Philipp Frohn argues in an extensive 2022 Wirtschaftswoche article that Bergfürst's crowdfunding may become unprofitable in some cases due to increasing prices for raw material and increasing mortgage interest. As of summer 2022, only 4.3 % of all Bergfürst projects have been delayed, but according to fonds analyst Stefan Loipfinger, "the numbers have been cooked", and for most projects it is uncertain, whether nor not the timetable for the financing is realistic.

Nagel and Verfürden also point out that Bergfürst "deludes" its investors into assuming a non-existent safety. This opposes a 2012 Tagesspiegel article, in which Corinna Visser writes that Bergfürst's founders "make no pretence" of the fact that Bergfürst is a high-risk type of investment.

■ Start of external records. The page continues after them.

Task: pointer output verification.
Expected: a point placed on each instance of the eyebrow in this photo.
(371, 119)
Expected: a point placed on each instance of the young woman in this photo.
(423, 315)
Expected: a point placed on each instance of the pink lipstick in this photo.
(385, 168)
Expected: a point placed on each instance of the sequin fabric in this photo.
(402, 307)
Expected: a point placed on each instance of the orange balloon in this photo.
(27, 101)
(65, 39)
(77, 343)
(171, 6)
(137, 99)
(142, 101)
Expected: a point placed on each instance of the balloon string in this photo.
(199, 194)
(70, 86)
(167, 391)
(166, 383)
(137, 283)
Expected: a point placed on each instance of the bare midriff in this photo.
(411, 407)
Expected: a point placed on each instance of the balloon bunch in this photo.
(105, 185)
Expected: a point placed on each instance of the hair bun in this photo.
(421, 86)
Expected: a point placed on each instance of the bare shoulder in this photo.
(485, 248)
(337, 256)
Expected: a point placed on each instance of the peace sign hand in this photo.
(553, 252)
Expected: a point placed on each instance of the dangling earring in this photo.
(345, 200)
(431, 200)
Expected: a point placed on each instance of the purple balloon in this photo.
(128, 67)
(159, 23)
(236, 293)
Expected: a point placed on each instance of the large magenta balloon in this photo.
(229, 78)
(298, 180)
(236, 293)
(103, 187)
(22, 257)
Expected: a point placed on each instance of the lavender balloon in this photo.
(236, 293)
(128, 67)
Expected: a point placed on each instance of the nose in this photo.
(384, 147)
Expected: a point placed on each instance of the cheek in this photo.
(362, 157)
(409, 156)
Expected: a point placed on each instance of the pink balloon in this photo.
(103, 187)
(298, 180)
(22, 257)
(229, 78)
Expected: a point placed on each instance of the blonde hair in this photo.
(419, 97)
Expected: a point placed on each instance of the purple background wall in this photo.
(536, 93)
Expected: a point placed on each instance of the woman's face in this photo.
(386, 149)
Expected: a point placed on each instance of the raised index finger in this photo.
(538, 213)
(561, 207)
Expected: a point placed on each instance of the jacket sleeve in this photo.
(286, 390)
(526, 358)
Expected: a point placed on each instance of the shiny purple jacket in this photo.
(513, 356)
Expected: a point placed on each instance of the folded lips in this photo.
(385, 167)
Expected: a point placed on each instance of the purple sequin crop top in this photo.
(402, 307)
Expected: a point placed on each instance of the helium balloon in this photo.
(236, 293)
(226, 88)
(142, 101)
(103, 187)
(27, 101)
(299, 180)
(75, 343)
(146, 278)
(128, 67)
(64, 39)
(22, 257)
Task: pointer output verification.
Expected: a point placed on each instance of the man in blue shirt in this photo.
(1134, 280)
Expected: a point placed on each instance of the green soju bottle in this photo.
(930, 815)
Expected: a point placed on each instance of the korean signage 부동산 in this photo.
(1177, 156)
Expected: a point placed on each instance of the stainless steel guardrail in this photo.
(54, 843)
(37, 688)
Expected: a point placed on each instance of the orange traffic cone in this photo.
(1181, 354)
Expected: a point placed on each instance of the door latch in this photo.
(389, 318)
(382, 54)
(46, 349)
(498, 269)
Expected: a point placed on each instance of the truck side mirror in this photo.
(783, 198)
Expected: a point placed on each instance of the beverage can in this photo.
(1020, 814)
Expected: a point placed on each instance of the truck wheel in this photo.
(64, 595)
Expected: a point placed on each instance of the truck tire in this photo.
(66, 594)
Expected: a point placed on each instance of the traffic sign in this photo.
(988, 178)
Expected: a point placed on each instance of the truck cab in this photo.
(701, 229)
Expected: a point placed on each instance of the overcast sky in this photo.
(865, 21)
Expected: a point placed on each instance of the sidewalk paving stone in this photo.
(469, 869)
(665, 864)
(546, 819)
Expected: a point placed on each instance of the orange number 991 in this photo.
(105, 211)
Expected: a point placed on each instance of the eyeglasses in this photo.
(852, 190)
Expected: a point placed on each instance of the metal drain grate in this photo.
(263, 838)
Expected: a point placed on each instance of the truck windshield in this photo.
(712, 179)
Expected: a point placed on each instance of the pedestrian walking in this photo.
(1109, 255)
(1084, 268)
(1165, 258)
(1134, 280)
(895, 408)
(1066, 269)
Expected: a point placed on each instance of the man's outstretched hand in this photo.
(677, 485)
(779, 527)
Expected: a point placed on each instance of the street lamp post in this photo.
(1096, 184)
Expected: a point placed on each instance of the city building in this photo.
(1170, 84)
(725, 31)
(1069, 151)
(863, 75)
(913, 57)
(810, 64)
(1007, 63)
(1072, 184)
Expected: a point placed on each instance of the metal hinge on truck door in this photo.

In 2020, Deutsches Kreditinsitut conducted a test among 23 investment platforms, in which they tested for their performance and offerings. Bergfürst is said to have a "very good offering", "favourable conditions", and a "good customer service". According to the test, Bergfürst has a high rate of return, and investors are informed sufficiently about the risks and costs of an investment on the Bergfürst platform.

== Corporate structure ==

Bergfürst is an Aktiengesellschaft under German law with closely held shares. Therefore, Bergfürst is supervised by the BaFin. The firm's largest shareholder is its CEO Guido Sandler, the second-largest shareholder (24.9 %) is Commerz Real. Two additional major shareholders are Axel Springer SE, and Berliner Volksbank. As of April 2019, Bergfürst has 20 employees, and – as of August 2022 – financed more than 90 projects. It has had more than 93,000 small-scale investors who invested more than EUR 140 million into projects.